Cybersecurity researcher Jeremiah Fowler uncovered an unsecured database containing over 644,000 records belonging to SL Data Services, a company that provides information research services under the Propertyrec brand.
The exposed database, which was left without password protection or encryption, held sensitive documents totaling 713.1 GB. These included court records, vehicle registration details, property ownership reports, and a significant number of background checks.
The leaked files contained detailed personal information such as full names, home addresses, phone numbers, email addresses, employment histories, family connections, social media profiles, and even criminal records. Fowler confirmed the accuracy of the data through a limited sample, raising serious concerns about privacy and security. He noted that such comprehensive personal profiles could easily be exploited for identity theft, phishing scams, or other malicious activities.

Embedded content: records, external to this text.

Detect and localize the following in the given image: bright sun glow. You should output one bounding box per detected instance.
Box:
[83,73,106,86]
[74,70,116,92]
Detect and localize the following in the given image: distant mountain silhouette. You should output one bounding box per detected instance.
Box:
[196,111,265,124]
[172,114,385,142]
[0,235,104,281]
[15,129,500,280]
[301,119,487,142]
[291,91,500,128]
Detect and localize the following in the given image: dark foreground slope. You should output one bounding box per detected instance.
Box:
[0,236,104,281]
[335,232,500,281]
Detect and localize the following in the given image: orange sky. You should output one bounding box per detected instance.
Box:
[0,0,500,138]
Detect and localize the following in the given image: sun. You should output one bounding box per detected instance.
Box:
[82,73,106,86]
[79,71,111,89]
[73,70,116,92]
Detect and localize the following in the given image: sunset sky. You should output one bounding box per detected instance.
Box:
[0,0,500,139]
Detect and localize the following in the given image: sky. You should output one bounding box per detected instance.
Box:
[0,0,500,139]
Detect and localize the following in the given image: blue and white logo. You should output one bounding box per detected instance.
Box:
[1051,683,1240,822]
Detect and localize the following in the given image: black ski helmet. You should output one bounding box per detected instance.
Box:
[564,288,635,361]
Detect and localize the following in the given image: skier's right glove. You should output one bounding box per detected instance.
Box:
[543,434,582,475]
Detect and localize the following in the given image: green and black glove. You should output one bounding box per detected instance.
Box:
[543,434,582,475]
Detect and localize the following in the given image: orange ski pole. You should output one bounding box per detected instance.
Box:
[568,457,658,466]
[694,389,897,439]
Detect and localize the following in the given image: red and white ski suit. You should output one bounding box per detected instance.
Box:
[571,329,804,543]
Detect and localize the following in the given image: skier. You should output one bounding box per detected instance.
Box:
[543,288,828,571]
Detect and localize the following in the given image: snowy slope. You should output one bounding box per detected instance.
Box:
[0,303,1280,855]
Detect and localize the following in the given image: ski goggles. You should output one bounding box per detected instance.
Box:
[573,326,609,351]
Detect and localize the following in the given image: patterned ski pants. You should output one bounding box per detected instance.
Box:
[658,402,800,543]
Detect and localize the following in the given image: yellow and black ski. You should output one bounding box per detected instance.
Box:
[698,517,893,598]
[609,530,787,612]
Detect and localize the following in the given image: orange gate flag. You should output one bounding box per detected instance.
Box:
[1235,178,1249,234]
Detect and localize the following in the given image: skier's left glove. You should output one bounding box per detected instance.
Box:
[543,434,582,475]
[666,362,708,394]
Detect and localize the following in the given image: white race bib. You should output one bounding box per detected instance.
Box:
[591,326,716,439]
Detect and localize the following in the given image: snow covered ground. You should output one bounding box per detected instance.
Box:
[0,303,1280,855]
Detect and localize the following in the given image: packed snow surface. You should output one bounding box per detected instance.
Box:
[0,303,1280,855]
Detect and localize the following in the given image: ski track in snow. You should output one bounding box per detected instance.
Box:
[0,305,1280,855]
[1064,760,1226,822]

SL Data Services operates a network of websites, including Propertyrec, which advertises property research and real estate data. However, it also provides background checks, DMV records, and other personal data. Despite Fowler’s responsible disclosure notice, the company did not respond or clarify whether the database was managed internally or by a third party. Public access to the database was restricted over a week after the discovery, during which time the number of documents increased from 513,876 to 664,934, suggesting ongoing activity.
One concerning aspect of the breach was the use of filenames containing personal details, such as “First_Middle_Last_State.PDF.” While this may have been intended to organize files, it created additional risks by exposing metadata and directory structures, even if the files had been encrypted. Fowler emphasized that such practices highlight the need for organizations to implement better security protocols, including using random identifiers for files, encrypting sensitive data, and monitoring access logs for suspicious activity.
This incident is the latest in a string of data breaches that have exposed the personal information of millions. It follows the August 2024 National Public Data breach, where hackers gained access to a background check service and offered the stolen data on the dark web for $3.5 million. The recurring theme of improperly secured databases underscores the urgent need for companies to take data protection more seriously.
While SL Data Services has yet to comment on the breach, Fowler’s discovery serves as a stark reminder of the risks associated with mishandling sensitive information. His investigation, conducted with strict ethical guidelines, aims to raise awareness and encourage organizations to strengthen their cybersecurity measures before it’s too late.